I will say this again and keep saying it: I stood a few hundred yards below two jets as they vaporized at the World Trade Center, taking thousands of innocent lives with them. The threat is that real. I will not see that happen again because we want to be nice to "Mike" or because some jerk wants to make an obnoxious point. Tough. It's a new, hard reality we're living in.

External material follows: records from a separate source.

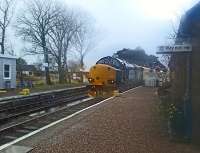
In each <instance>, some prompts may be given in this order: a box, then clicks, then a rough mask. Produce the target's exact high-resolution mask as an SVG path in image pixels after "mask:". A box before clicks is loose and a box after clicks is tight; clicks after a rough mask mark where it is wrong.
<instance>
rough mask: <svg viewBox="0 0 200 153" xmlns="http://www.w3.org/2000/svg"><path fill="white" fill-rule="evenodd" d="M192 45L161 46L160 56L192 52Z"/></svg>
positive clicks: (159, 49)
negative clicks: (162, 53)
mask: <svg viewBox="0 0 200 153" xmlns="http://www.w3.org/2000/svg"><path fill="white" fill-rule="evenodd" d="M191 51H192V45H173V46H172V45H171V46H159V47H158V52H157V53H158V54H159V53H160V54H162V53H173V52H174V53H176V52H191Z"/></svg>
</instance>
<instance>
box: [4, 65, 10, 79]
mask: <svg viewBox="0 0 200 153" xmlns="http://www.w3.org/2000/svg"><path fill="white" fill-rule="evenodd" d="M4 79H10V65H8V64H4Z"/></svg>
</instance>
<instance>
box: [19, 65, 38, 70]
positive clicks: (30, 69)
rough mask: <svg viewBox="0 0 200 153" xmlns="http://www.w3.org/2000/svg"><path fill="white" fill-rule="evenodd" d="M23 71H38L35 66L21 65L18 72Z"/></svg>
mask: <svg viewBox="0 0 200 153" xmlns="http://www.w3.org/2000/svg"><path fill="white" fill-rule="evenodd" d="M19 69H20V70H21V71H36V70H37V69H36V67H35V65H21V66H20V68H19V67H18V68H17V70H19Z"/></svg>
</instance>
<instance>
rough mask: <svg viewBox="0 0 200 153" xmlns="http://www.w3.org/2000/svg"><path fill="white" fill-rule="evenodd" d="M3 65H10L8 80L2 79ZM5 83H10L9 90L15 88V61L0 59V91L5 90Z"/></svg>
mask: <svg viewBox="0 0 200 153" xmlns="http://www.w3.org/2000/svg"><path fill="white" fill-rule="evenodd" d="M4 64H9V65H10V71H11V74H10V75H11V77H10V79H4ZM6 81H10V86H11V88H16V59H14V58H4V57H0V89H5V82H6Z"/></svg>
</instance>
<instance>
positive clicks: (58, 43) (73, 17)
mask: <svg viewBox="0 0 200 153" xmlns="http://www.w3.org/2000/svg"><path fill="white" fill-rule="evenodd" d="M57 10H60V12H61V13H60V15H59V16H58V17H57V19H56V20H55V23H54V26H52V27H51V29H50V31H49V33H48V36H49V39H48V46H49V47H48V48H50V53H51V55H52V56H54V57H55V59H56V62H57V64H58V73H59V82H60V83H63V82H65V80H66V77H65V76H66V73H65V72H67V73H68V67H67V53H68V50H69V48H70V45H71V41H72V38H73V36H74V34H75V32H76V31H77V29H78V27H79V26H77V22H76V18H75V16H74V14H73V12H72V11H71V10H70V9H67V8H62V6H61V5H59V6H57ZM68 80H70V79H69V76H68ZM69 82H70V81H69Z"/></svg>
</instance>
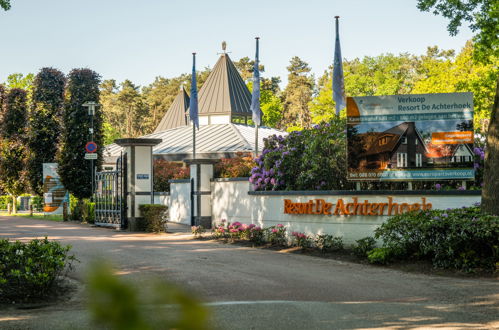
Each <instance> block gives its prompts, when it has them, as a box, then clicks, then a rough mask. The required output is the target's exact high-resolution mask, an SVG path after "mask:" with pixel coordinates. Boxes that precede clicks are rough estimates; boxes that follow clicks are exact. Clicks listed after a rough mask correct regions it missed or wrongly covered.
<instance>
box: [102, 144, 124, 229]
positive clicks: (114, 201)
mask: <svg viewBox="0 0 499 330" xmlns="http://www.w3.org/2000/svg"><path fill="white" fill-rule="evenodd" d="M126 164H127V157H126V154H122V155H121V156H120V157H119V158H118V160H117V161H116V169H115V170H114V171H104V172H96V173H95V195H94V201H95V224H96V225H97V226H105V227H115V228H120V229H125V228H126V226H127V223H126V212H127V203H126V195H127V188H126V187H127V175H126V173H127V169H126Z"/></svg>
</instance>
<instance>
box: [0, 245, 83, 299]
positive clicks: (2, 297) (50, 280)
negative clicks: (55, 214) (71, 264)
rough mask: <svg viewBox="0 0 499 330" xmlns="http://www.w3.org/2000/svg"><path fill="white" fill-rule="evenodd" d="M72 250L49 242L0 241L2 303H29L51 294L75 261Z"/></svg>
mask: <svg viewBox="0 0 499 330" xmlns="http://www.w3.org/2000/svg"><path fill="white" fill-rule="evenodd" d="M70 249H71V247H70V246H66V247H63V246H62V245H61V244H60V243H58V242H50V241H48V240H47V238H45V239H42V240H38V239H35V240H32V241H30V242H28V243H22V242H19V241H16V242H9V241H8V240H0V301H3V302H9V303H11V302H22V301H29V300H31V299H32V298H38V297H42V296H45V295H47V294H48V293H50V290H51V289H52V288H53V285H54V283H55V282H56V280H57V278H58V277H59V276H60V275H63V274H64V272H65V271H66V270H69V269H71V264H72V262H73V261H74V260H76V259H75V257H74V256H72V255H71V256H70V255H69V250H70Z"/></svg>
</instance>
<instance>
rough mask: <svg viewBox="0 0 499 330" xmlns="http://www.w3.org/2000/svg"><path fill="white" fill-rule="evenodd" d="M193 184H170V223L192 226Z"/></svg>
mask: <svg viewBox="0 0 499 330" xmlns="http://www.w3.org/2000/svg"><path fill="white" fill-rule="evenodd" d="M190 193H191V184H190V182H185V183H184V182H182V183H170V196H169V199H168V201H169V208H168V211H169V214H170V221H173V222H178V223H183V224H186V225H190V224H191V199H190Z"/></svg>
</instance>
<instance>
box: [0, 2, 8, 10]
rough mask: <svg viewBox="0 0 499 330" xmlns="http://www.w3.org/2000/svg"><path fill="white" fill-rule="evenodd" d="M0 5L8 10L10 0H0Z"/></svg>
mask: <svg viewBox="0 0 499 330" xmlns="http://www.w3.org/2000/svg"><path fill="white" fill-rule="evenodd" d="M0 7H2V9H3V10H9V9H10V0H0Z"/></svg>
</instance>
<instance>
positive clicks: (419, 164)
mask: <svg viewBox="0 0 499 330" xmlns="http://www.w3.org/2000/svg"><path fill="white" fill-rule="evenodd" d="M416 141H417V140H416ZM422 166H423V154H416V167H422Z"/></svg>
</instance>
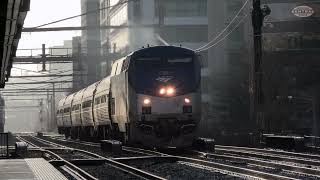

: Oregonian columnist David Reinhard didn't buy the Hawash hogwash and stood up bravely against the PC mob that supported him. Reinhard wrote last May:

But after federal prosecutors charged Maher "Mike" Hawash with conspiring to wage war against the United States and aid al-Qaida and the Taliban in Afghanistan -- well, the "dark night of fascism" humbug looked a spot weak.
And his column today says:
Hawash seems to have owned up to his wrongdoing. I wonder if Hawash's friends and those who were so quick to excoriate the government in this case ever will.
Sticking by a friend -- even a guilty one -- through tough times is one thing. Hawash's friends don't need to apologize for this one bit. What was disturbing in this case, however, was their raw hostility to the government and anyone who questioned Hawash's innocence. Against all evidence to the contrary, Hawash's friends and some media commentators were so eager think the best of "Mike" that they were ever-ready to think the very worst of our law enforcement officials.
I wonder if folks who played the cheapest kind of identity politics in this case -- they're picking on Hawash because he's an Arab American in post-9/11 America -- will ask forgiveness. Will the chatterboxes who likened law enforcement officials to Nazis or Latin American juntas apologize for their disgraceful references? Will they even recognize the war on terror is not a game, played with overwrought metaphors and tired phrases? I wonder if we'll see "We're sorry. We were wrong" on the "Free Mike Hawash" Web site.
Bam!

: Give these people credit: The Free Mike Hawash site did acknowledge their hero's copping to a plea of aiding and abetting terrorists. "Aug 6: Mike pled guilty today to one count of his three-count indictment. He admitted attempting to enter Afghanistan with members of the "Portland 6". We hope that justice has been served, and our focus now shifts to support for Mike's family in this difficult time."
Oh. Nevermind.

: Note also that Hawash has agreed to travel to Guantanamo, presumably to testify against terrorist slime there. See his plea deal here.